Alors, oui, de cathédrale en terrain de golf et de terrain de golf en expériences de vie, je crois que nous avons un peu progressé… Mais qu’en pensera le grand Chronos, lorsqu’il aura terminé son parcours ?
Extrait d’une correspondance entre le Dieu Chronos et le Mortel Caruso
Ô vénérable Chronos,
Comme convenu lors de notre « entrevue des dix chronons », je me permets de t’adresser en pièce jointe un modeste mémoire intitulé De la perception subjective du temps chez les mortels, élaboré par mes soins et sur ton précieux conseil. Je t’en souhaite une bonne lecture et demeure dans l’impatiente attente de tes divins commentaires
Transmets mon meilleur et fidèle souvenir à ta gracieuse épousée Anankè,
À toi bien respectueusement,
Caruso
Très zélé Caruso,
Je viens de prendre une connaissance approfondie de ton volumineux mémoire. Il m’aura fallu presque dix mille chronons pour en venir à bout. ! Je te crois assez sage pour ne pas penser avoir fait là quelque découverte fondamentale mais je te crois aussi assez vaniteux pour tirer force autosatisfaction de ton chef d’œuvre. Et c’en est un, en vérité je te l’assure, car, tel l’alpiniste de haut vol, jamais tu n’auras atteint une pareille maîtrise dans la conquête de l’inutile. Je plaisante, bien-sûr : je veux dire dans la conquête du quasi-inutile, voire même du méta-utile, si cela peut avoir le chrono[1] de moins offusquer ta susceptibilité.
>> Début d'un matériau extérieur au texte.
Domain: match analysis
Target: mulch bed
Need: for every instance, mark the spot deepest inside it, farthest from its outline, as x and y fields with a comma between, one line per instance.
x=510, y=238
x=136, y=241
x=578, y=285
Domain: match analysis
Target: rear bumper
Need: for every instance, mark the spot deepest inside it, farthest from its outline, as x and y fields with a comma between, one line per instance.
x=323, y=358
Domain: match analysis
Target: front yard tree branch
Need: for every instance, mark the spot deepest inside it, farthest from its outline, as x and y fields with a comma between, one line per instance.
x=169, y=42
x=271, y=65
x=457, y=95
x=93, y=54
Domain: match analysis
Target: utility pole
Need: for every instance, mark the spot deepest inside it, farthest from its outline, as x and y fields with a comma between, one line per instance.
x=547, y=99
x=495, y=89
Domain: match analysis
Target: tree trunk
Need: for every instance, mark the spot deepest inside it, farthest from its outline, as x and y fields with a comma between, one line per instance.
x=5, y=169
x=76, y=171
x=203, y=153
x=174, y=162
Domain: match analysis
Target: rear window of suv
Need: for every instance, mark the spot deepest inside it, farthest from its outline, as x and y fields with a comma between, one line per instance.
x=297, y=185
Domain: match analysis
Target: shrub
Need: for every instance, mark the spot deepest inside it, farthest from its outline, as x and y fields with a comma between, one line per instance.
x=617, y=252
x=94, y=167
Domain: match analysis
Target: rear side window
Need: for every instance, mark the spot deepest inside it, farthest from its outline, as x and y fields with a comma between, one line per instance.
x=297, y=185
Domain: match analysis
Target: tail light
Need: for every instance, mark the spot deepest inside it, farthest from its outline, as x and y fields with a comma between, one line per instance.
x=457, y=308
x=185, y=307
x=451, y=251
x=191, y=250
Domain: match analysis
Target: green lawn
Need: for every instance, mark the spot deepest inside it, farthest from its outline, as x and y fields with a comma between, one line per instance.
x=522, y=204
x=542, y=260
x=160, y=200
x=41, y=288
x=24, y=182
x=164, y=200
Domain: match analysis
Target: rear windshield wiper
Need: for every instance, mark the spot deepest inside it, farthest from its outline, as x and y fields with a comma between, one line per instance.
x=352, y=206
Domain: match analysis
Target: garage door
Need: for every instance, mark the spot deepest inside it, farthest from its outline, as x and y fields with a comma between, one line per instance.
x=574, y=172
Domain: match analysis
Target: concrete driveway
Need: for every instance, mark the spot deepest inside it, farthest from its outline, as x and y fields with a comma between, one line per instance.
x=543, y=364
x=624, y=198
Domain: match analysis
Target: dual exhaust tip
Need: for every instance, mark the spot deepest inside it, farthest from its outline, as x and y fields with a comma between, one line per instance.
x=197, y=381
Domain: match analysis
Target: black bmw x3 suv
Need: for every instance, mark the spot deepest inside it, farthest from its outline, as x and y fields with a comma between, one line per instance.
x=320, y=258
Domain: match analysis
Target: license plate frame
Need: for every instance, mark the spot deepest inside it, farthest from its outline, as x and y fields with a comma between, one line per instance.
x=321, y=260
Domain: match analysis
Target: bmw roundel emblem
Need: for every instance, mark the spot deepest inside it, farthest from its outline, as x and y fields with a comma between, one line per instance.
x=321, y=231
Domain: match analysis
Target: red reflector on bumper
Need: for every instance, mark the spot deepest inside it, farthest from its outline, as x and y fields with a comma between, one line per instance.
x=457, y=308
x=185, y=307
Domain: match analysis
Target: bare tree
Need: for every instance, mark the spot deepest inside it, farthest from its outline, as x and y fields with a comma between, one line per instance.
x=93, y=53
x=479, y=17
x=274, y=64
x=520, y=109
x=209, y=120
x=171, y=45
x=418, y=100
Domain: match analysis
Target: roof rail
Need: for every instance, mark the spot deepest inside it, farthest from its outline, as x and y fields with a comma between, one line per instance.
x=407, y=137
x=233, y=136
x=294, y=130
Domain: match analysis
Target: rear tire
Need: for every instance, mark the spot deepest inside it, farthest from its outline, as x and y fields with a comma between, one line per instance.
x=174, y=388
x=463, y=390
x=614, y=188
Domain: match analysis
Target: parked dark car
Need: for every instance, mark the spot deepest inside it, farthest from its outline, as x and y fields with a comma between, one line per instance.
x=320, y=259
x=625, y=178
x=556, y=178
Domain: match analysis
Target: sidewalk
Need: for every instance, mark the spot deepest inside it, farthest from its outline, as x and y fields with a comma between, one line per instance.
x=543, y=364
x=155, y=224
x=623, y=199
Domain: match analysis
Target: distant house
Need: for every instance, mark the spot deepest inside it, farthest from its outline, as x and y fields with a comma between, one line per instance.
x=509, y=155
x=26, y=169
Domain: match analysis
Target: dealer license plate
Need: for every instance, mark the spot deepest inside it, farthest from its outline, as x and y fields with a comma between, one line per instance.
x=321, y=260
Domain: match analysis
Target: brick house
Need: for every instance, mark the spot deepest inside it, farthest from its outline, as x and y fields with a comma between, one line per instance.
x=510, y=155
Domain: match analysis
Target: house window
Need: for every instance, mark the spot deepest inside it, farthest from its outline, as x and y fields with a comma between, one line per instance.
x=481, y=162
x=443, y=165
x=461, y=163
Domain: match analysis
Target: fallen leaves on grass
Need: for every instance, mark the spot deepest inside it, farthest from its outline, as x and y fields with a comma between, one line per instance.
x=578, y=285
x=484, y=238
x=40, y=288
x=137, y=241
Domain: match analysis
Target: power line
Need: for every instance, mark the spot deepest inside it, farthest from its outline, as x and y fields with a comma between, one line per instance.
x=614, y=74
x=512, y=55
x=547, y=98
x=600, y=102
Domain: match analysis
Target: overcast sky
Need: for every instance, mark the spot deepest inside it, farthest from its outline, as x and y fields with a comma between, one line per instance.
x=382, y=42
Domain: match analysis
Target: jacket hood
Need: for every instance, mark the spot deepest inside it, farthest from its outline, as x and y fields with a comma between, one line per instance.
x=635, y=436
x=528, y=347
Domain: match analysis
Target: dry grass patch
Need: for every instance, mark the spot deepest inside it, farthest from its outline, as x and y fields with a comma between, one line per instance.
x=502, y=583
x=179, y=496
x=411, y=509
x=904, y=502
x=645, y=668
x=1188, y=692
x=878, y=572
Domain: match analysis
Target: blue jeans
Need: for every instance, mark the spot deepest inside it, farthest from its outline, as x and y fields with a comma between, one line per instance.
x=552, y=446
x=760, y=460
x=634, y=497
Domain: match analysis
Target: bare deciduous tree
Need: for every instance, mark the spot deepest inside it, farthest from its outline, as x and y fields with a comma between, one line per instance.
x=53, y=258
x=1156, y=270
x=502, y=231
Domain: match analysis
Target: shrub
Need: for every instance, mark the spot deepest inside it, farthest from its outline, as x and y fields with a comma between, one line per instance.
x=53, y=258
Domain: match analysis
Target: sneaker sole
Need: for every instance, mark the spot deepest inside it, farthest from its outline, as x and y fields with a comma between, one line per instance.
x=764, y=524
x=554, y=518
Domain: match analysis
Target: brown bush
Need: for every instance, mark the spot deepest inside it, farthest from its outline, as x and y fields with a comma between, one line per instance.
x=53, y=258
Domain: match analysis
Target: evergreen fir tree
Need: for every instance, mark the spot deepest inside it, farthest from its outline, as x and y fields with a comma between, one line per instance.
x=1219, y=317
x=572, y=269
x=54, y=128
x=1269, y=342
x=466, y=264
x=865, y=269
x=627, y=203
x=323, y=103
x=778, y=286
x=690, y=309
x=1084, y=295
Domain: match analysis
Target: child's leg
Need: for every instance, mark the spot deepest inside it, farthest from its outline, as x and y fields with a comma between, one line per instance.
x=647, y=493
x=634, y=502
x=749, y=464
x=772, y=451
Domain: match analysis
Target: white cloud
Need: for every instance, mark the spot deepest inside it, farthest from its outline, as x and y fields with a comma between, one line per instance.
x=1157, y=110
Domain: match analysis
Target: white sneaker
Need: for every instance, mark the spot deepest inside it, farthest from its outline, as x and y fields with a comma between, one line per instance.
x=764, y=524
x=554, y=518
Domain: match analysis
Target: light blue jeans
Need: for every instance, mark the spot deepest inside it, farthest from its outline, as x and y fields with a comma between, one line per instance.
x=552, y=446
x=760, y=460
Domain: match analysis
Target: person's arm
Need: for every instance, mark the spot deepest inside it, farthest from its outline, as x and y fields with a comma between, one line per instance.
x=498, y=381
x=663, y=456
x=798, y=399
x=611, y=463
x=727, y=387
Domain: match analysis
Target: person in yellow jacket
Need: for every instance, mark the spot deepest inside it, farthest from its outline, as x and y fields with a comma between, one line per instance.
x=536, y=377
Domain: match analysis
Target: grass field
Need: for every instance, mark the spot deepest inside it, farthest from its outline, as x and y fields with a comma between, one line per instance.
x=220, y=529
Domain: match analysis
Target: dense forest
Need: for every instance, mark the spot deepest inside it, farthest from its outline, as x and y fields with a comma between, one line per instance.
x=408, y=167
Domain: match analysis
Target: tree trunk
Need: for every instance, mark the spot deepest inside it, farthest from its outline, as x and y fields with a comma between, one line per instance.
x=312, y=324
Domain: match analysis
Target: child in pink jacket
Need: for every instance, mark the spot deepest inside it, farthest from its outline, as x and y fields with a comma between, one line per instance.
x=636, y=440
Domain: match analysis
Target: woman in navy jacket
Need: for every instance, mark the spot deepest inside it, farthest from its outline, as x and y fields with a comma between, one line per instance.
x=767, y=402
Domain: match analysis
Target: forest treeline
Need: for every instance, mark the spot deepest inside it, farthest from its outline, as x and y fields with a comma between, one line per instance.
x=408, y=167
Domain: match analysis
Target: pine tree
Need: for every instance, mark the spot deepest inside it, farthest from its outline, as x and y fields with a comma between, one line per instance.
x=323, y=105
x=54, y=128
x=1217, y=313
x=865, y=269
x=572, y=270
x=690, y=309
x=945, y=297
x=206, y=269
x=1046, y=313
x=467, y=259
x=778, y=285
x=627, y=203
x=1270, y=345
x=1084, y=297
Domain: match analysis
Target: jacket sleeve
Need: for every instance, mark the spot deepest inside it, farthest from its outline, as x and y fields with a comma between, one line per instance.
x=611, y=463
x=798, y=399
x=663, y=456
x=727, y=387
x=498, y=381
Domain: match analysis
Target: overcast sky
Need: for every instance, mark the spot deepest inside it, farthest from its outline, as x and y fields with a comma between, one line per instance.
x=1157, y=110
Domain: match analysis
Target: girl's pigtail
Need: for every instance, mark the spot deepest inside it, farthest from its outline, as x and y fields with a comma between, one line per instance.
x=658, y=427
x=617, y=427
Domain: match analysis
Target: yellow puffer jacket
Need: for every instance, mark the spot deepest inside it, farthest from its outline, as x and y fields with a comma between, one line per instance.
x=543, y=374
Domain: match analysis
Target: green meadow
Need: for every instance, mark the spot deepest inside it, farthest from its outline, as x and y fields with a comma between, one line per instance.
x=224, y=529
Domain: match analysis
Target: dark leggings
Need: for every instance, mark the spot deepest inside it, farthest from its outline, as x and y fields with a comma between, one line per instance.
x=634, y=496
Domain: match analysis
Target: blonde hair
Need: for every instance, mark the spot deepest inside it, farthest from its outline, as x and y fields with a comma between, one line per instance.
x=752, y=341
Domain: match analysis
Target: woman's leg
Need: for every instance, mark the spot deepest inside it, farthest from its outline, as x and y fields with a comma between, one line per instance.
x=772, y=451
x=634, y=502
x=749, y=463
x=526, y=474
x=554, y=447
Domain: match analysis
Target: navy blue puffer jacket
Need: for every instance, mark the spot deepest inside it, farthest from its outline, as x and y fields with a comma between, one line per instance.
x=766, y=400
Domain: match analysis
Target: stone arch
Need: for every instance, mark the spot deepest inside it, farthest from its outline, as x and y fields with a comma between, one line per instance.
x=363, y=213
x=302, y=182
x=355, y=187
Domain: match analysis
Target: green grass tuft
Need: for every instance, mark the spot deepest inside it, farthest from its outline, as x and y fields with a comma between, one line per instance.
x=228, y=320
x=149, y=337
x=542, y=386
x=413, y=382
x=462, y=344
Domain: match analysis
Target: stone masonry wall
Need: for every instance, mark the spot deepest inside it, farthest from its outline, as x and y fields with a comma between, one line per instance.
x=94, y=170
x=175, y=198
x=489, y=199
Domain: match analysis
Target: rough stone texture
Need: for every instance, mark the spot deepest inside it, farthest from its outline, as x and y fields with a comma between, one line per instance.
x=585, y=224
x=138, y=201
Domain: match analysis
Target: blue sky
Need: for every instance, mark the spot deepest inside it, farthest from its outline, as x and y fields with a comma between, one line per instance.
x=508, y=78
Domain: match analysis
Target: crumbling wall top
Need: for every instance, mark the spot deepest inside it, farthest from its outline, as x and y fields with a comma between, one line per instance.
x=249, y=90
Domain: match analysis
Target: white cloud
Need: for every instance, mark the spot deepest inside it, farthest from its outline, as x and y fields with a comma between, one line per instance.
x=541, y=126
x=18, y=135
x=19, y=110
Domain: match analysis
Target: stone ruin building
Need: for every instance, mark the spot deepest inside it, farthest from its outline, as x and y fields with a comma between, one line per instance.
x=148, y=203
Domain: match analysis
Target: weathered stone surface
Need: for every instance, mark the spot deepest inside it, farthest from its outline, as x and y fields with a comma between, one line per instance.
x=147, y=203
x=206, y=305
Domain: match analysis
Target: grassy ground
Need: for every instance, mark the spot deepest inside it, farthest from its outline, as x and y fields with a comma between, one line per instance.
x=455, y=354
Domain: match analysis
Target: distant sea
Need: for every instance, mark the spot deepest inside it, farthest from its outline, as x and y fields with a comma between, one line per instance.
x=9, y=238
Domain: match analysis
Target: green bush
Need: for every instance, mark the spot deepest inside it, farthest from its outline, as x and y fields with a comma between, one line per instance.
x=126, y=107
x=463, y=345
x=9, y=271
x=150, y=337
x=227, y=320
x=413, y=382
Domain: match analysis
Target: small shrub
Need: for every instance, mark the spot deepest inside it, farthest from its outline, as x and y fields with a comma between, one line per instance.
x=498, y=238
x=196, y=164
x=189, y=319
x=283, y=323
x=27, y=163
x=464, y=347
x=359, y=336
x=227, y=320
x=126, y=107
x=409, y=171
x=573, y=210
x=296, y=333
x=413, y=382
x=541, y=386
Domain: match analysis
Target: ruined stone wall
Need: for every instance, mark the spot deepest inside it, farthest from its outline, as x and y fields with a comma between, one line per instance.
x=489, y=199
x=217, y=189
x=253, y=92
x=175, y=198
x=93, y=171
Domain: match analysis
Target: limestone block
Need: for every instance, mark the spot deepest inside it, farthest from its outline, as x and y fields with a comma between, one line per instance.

Oui, je dois le confesser, tes analogies, tes métaphores, tes références constantes aux sciences physiques, m’ont bercé d’une douce méta-utilité… à tel point que je me suis assoupi et qu’Anankè a dû lors veiller seule aux affaires du temps.
Bravo, donc ! Un bémol, cependant : à propos d’utilité, justement, je m’étonne que tu aies omis de signaler, dans tes copieux développements sur le rapport entre le temps objectif et le temps subjectif, que ce rapport est en tout point semblable à celui que Von Neumann et Morgenstern établissent entre la richesse et l’utilité. Car l’utilité est très exactement à la richesse ce que le temps subjectif est au temps objectif : une déformation !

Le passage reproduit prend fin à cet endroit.